In Fig. 13 we show the evolution of simulations stan-fsd, (F), and (K) over 2015 averaged over selected grid cells. The year 2015 has been chosen as representative over the 2007–2016 period. There are two subplots: the first gives leff averaged over grid cells with a sea ice concentration within the MIZ on 31 August 2015, selected as the approximate date of the 2015 minimum sea ice extent in simulations. This set of grid cells is chosen to capture grid cells that are marginal for at least some of the year without also becoming ice-free, which would create an artificial seasonal cycle in leff. For the second subplot, the same set is further constrained to grid cells with between 15 % and 30 % sea ice concentration on 31 August 2015. Figure 6 shows that significant reductions in leff are generally seen at the outer edge of the sea ice extent, so further restricting the maximum sea ice concentration in this way will capture this region. The significant reduction of leff by up to 120 m between (K) and stan-fsd in August and September shows that the wave break-up of floes is a significant component of both the floe size reduction and the subsequent reduction in sea ice concentration seen in Fig. 6 for these locations. The difference between (K) and the maximum possible leff, of just over 540 m, during the melting season primarily captures the impact of lateral melting on floe size as floe restoration will not be active during this period. We see a reduction of up to 50 m for the more marginal set of grid cells, so whilst not insignificant the impact is a factor of around 3–4 times lower than the wave fragmentation in these regions. This suggests that mechanical break-up of floes is a necessary precondition for the lateral melting feedback on floe size to become significant. This effect will not be as strong for other selections of FSD parameters, particular those where leff is below 50 m even when . For these simulations we expect the much larger increase in lateral melt, as seen in Fig. 7, to produce a stronger lateral melt impact on the FSD. For (K), where lvar restoration rates during freezing conditions are reduced, leff is significantly lower throughout the year including during the melting season. leff varies between 360 and 480 m for the full MIZ grid cell selection, significantly reduced from the 450–540 m seen for the stan-fsd simulation. We also see a well-defined seasonal cycle, unlike with stan-fsd.

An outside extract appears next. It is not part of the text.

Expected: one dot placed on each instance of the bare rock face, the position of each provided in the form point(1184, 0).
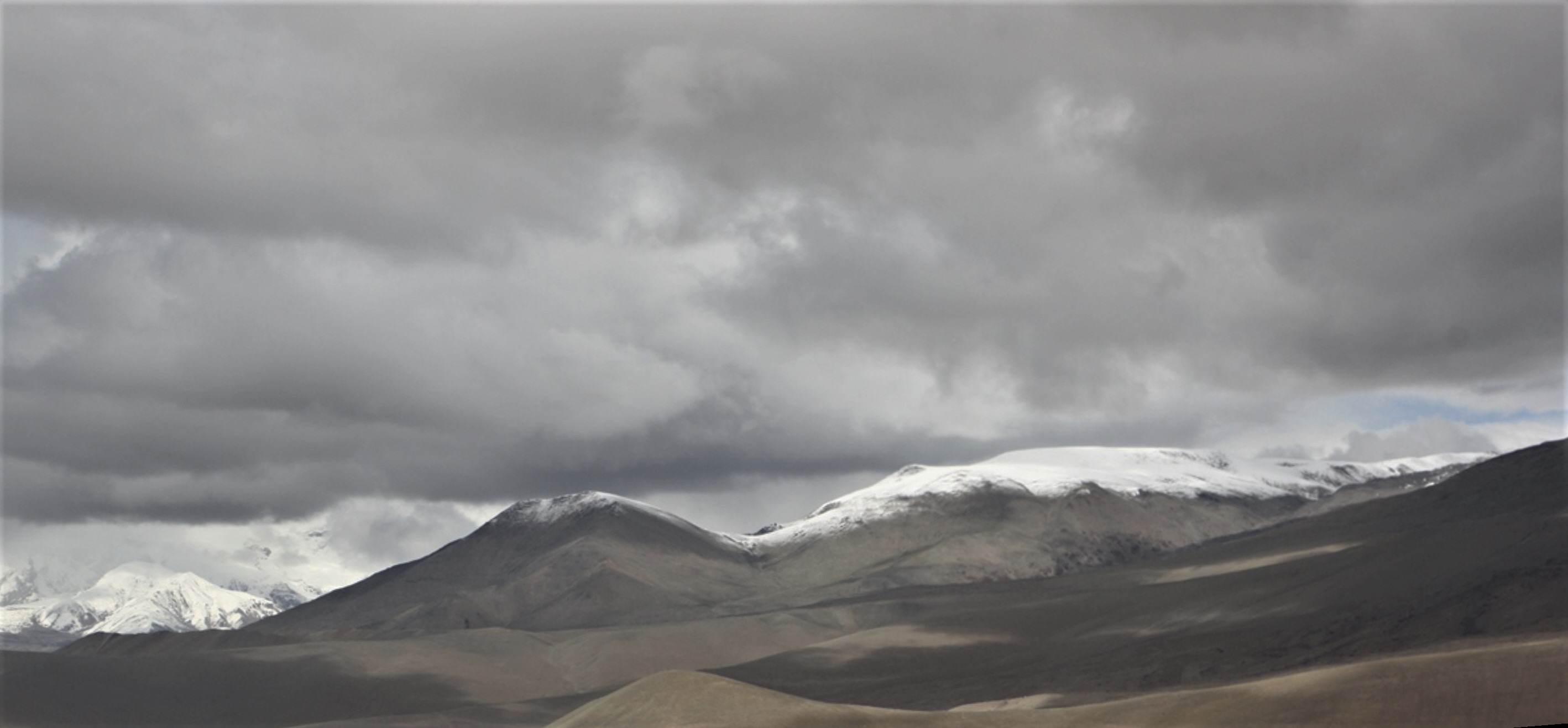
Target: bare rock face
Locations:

4.3.3 Lateral melt parameters
The first-order impact of introducing a variable floe size is on the lateral melt volume. Equation (1) shows the lateral melt volume is calculated from several parameters beyond just floe diameter, L, including lateral melt rate, wlat, and floe shape, αshape. αshape is currently fixed to a constant value, 0.66. There has been significantly less interest in characterising how the shape of floes varies and to characterise a floe shape distribution, particularly given available evidence suggesting floe size and shape may be uncorrelated parameters (Gherardi and Lagomarsino, 2015). Two sensitivity studies are performed: one with αshape reduced to 0.44 (L), corresponding to 3 : 1 rectangular floes or similar distortions from a perfect circle, and one with αshape increased to 0.79, corresponding to approximately circular floes (M). wlat is a function of two parameters, m1 and m2 (see Eq. 2). These parameters have been estimated from observations and hence are subject to uncertainty. Experiments are undertaken with either both m1 and m2 reduced by 10 % (N) or both increased by 10 % (O). A reduction in these parameters reduces the lateral melt rate and an increase increases it.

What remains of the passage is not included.